B-individually to gather at a meeting point (these packages of material do not neccisarily have to move super fast as long as their orbits generally match to a rondevou point)

 

material rights for nations involved in the project, and correlating property rights

 

stabalizing atmoshere gasses to emulate planet earth

 

robotic vs human workers

 

power for thrust:

 

lunar material with potential chemical energy for rocket propultion

 

lunar material used to grow algae that creates fuel for rocket propultion

 

availibility of oxygen

 

NTR

 

solar ion drive (efficient and just needs to recharge gas)

 

etc

 

please give thoughts on the subject

 

(note: this is a completely relistic concept, please only ideas for, if you want to argue against, please use another thread, thank you)

Posted

Say, as humanity progresses into the future, and we choose to make another planet by gathering the material in the asteroid belt ...

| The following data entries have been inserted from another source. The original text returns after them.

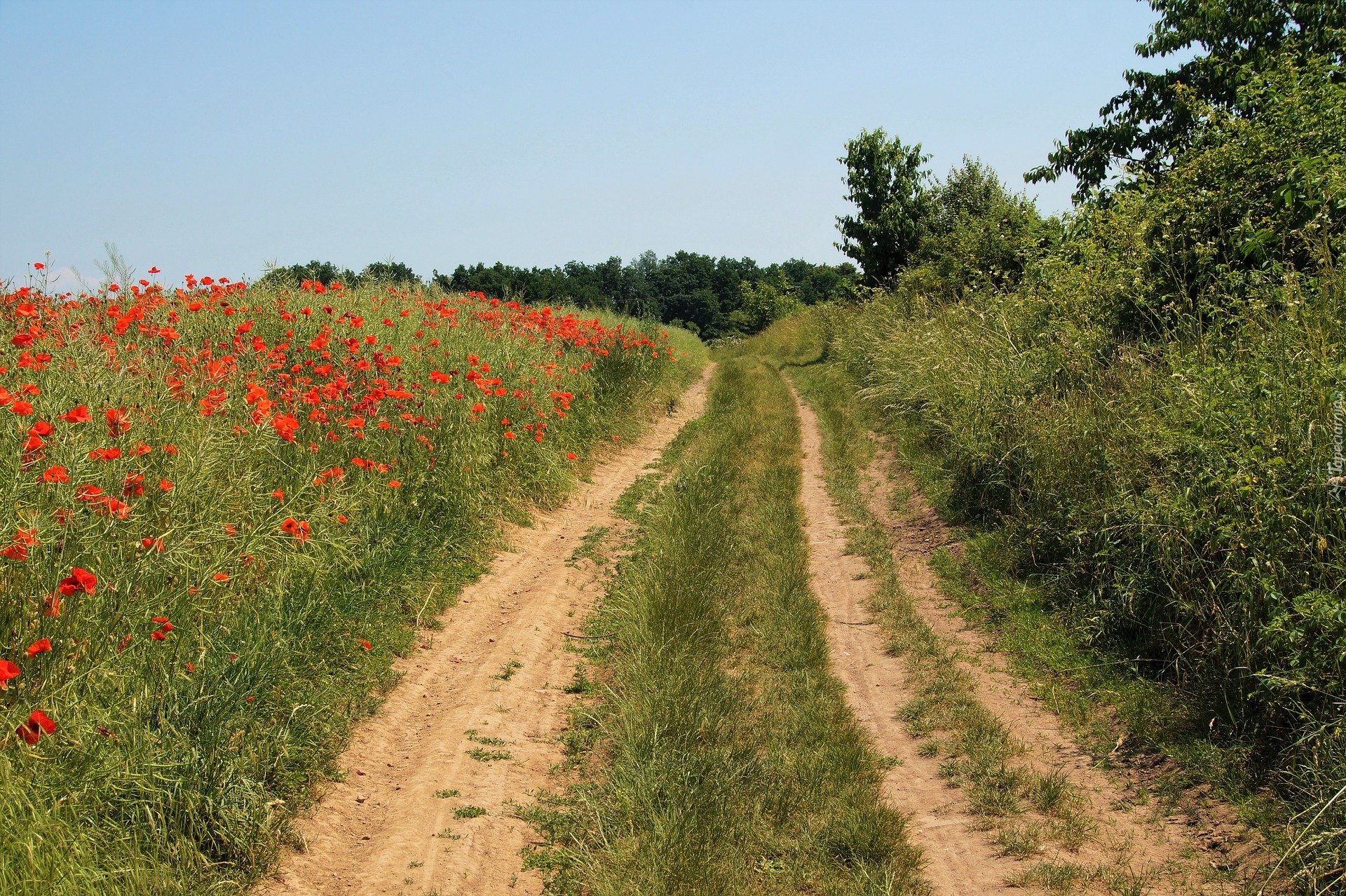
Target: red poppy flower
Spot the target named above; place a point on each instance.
(118, 421)
(77, 414)
(7, 672)
(297, 528)
(79, 581)
(33, 730)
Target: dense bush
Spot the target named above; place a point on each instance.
(1143, 400)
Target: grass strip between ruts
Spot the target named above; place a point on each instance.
(718, 754)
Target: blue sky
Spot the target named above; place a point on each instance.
(212, 137)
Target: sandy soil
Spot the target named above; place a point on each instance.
(390, 825)
(960, 859)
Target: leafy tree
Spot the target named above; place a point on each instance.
(388, 271)
(687, 288)
(977, 234)
(1147, 125)
(763, 303)
(886, 182)
(323, 272)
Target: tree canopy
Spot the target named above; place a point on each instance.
(1148, 124)
(886, 182)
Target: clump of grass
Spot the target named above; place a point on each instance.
(591, 547)
(1057, 878)
(508, 670)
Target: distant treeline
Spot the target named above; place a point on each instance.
(709, 297)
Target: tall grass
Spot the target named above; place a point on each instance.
(292, 480)
(722, 756)
(1171, 496)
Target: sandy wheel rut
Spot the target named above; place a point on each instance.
(960, 857)
(473, 727)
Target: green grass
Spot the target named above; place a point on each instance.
(178, 762)
(721, 756)
(976, 749)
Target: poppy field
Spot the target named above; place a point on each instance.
(228, 509)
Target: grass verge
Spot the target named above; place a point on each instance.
(229, 510)
(1116, 714)
(718, 754)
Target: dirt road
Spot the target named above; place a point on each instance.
(474, 723)
(960, 857)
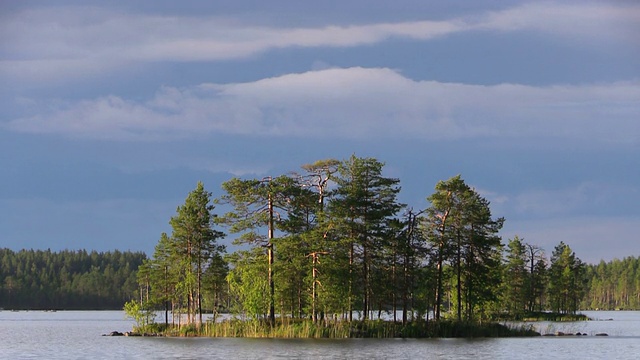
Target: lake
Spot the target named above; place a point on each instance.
(77, 335)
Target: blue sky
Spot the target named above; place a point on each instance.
(110, 112)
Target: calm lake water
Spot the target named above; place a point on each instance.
(77, 335)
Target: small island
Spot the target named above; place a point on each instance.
(330, 252)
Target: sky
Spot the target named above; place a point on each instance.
(111, 112)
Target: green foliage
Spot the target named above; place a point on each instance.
(187, 270)
(141, 314)
(613, 285)
(69, 280)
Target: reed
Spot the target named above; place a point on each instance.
(343, 329)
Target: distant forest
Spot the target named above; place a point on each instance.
(331, 241)
(79, 280)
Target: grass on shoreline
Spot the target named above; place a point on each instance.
(343, 329)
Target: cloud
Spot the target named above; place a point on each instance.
(353, 103)
(56, 43)
(591, 238)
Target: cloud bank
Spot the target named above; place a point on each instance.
(53, 44)
(354, 103)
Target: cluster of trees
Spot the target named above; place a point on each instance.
(334, 242)
(185, 266)
(613, 285)
(36, 279)
(532, 284)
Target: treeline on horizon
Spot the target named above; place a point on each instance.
(69, 280)
(330, 241)
(333, 243)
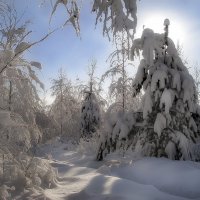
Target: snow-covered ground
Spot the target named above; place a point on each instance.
(83, 178)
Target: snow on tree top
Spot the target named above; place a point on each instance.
(166, 22)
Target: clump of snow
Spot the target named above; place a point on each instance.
(160, 77)
(147, 103)
(166, 22)
(147, 40)
(21, 47)
(166, 100)
(160, 124)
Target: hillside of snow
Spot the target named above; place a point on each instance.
(117, 178)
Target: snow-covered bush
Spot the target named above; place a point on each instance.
(169, 123)
(115, 15)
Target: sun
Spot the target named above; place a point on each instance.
(176, 28)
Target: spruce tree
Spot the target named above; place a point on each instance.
(168, 124)
(90, 111)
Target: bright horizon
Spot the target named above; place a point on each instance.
(64, 49)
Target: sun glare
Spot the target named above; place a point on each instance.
(155, 22)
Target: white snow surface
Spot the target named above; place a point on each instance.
(119, 178)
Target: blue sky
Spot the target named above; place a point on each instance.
(64, 49)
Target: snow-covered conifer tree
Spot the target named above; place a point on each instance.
(90, 111)
(169, 122)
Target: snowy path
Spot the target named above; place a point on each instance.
(82, 178)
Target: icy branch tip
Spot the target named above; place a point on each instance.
(166, 22)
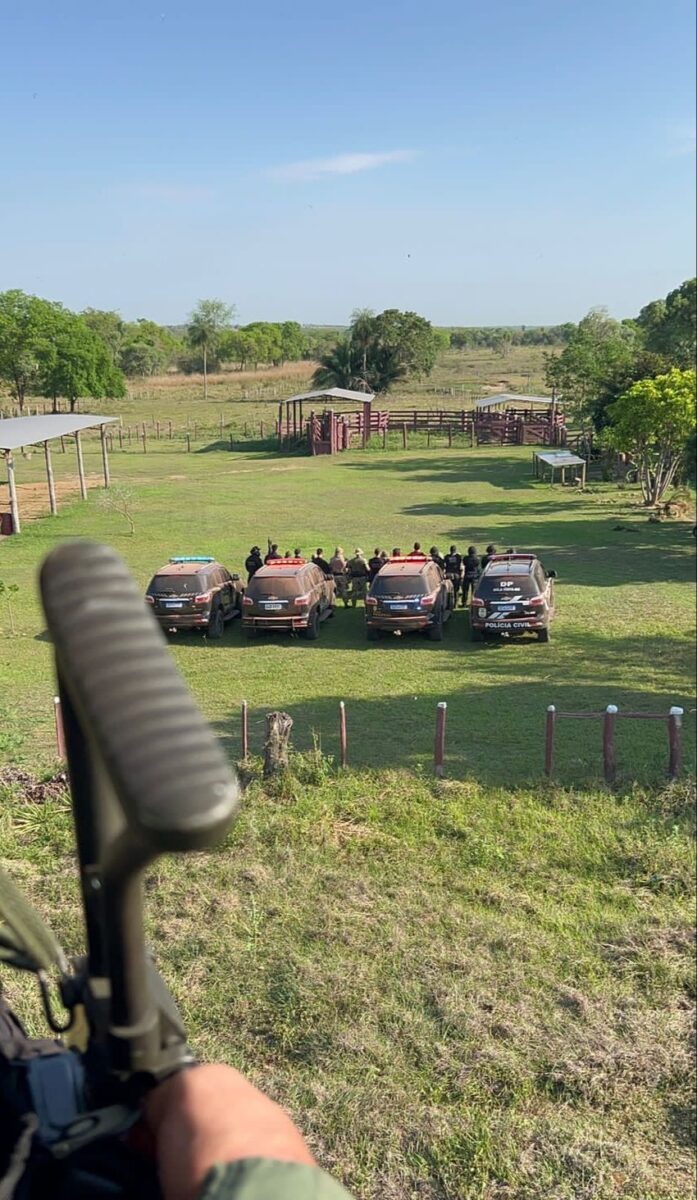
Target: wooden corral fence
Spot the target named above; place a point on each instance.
(673, 719)
(330, 432)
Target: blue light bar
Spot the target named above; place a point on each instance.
(193, 558)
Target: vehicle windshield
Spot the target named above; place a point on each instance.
(400, 586)
(282, 587)
(176, 586)
(506, 587)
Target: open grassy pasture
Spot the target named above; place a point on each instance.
(248, 396)
(473, 990)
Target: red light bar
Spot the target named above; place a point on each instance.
(506, 558)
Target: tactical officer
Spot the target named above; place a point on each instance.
(374, 564)
(320, 561)
(253, 562)
(470, 574)
(338, 570)
(454, 569)
(359, 571)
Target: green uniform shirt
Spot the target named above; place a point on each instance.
(264, 1179)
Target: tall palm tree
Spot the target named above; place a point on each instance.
(337, 367)
(205, 325)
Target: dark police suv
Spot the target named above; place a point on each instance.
(515, 595)
(194, 592)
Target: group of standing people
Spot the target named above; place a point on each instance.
(354, 575)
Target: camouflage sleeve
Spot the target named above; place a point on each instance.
(264, 1179)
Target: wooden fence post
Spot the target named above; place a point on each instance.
(59, 729)
(276, 747)
(550, 739)
(674, 742)
(439, 747)
(608, 757)
(342, 736)
(245, 731)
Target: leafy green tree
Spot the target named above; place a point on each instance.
(292, 341)
(25, 330)
(77, 363)
(206, 323)
(378, 352)
(146, 348)
(108, 325)
(670, 325)
(653, 423)
(598, 348)
(340, 367)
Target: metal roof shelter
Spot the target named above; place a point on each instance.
(26, 431)
(514, 400)
(294, 420)
(557, 460)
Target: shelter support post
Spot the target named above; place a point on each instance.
(11, 485)
(80, 466)
(49, 480)
(106, 454)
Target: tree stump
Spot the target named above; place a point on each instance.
(276, 747)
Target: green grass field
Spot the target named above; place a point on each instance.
(478, 989)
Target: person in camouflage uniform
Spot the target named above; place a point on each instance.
(359, 573)
(338, 569)
(218, 1138)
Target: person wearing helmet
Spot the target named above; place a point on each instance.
(359, 573)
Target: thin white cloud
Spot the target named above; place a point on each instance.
(338, 165)
(167, 193)
(682, 139)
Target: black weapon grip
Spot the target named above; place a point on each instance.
(172, 779)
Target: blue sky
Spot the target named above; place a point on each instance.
(481, 163)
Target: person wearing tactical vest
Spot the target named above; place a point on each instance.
(374, 564)
(454, 569)
(470, 568)
(358, 569)
(338, 569)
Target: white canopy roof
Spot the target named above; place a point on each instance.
(28, 431)
(512, 397)
(334, 394)
(560, 459)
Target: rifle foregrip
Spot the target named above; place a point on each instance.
(167, 768)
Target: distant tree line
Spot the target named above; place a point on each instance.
(634, 383)
(503, 337)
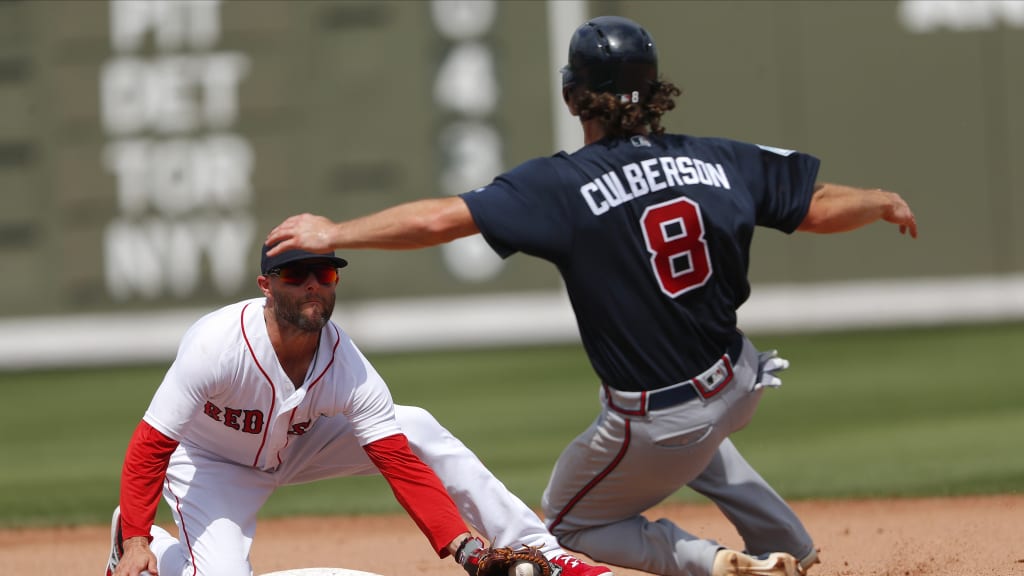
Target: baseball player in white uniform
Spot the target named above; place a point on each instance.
(268, 392)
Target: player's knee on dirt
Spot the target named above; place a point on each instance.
(220, 566)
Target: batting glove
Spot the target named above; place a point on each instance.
(468, 554)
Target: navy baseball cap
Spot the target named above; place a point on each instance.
(269, 262)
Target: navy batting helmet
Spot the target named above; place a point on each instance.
(612, 54)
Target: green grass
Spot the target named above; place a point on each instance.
(900, 413)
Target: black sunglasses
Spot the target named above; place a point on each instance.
(296, 275)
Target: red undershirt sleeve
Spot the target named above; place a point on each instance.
(144, 468)
(418, 490)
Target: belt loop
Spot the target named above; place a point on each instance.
(642, 411)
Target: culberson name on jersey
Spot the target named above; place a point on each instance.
(654, 174)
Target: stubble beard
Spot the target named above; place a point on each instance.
(289, 312)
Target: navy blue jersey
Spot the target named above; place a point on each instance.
(651, 236)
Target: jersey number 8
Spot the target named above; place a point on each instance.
(675, 236)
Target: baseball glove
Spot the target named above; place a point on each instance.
(482, 561)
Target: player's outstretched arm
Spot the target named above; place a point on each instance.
(842, 208)
(414, 224)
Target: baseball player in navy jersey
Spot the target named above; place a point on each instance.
(651, 234)
(268, 392)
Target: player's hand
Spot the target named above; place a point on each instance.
(769, 363)
(304, 232)
(137, 559)
(898, 212)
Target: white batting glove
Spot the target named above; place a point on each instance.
(768, 364)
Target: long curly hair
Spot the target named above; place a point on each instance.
(626, 119)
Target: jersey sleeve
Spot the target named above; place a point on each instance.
(192, 378)
(368, 404)
(781, 182)
(522, 210)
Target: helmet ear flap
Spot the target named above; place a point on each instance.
(612, 54)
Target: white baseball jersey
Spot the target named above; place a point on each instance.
(227, 395)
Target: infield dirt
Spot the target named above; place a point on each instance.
(970, 536)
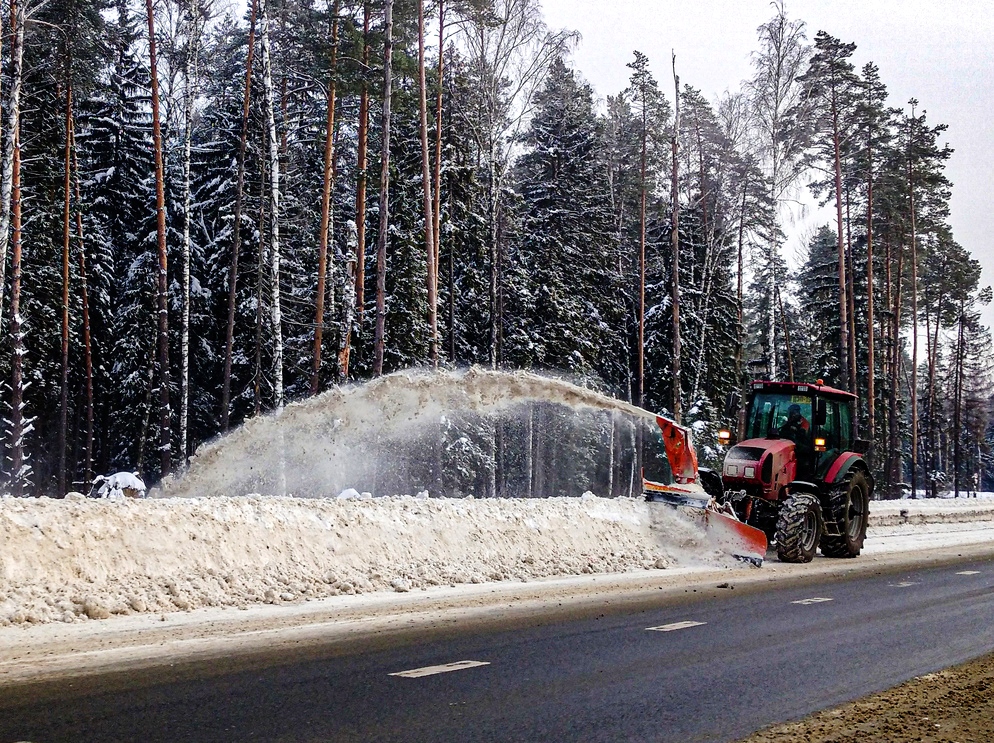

It’d be a very little planet, because all of the material in the asteroid belt totals only about 3 x 1021 kg, about 3 times that of the largest single asteroid, Ceres, and about 4% of the mass of our Moon, 0.05% of Earth.

 

That mass would put your proposed manufactured planet in the dwarf planet class, massive enough to form itself into a spheroid, but not enough to clear most of the smaller bodies from its orbit. Of course, at 4% of the Moon’s mass, it would be hard to put a noticeable atmosphere on it, and surface gravity would be tiny, about 0.37 m/s/s (3% Earth’s, 18% the Moon’s, and 139% Ceres’s)

 

It’s theorized that early in the formation of the solar system, the asteroid belt had about as much material as the belt that eventually fell together to form the Earth, but because it wasn’t in the right planet-forming “sweet spot” (having mostly to do with being in nice, small whole number orbital resonance with the Jupiter and smaller inner planet neighbors), rather than forming a planet, it’s been gradually losing material for the past 5-ish billion years, ‘til now all that’s left of it are Ceres, 3 large asteroids, and smaller stuff about equal in mass to its 4 big bodies.

Posted
do you have a guestimation of the mass there?

From wikipedia:

Despite its vast extent, the collective mass of the Kuiper belt is relatively low. The total mass is estimated at range between a 25th and 10th the mass of the Earth with some estimates placing it at a thirtieth an Earth mass. Conversely, models of the Solar System's formation predict a collective mass for the Kuiper belt of 30 Earth masses.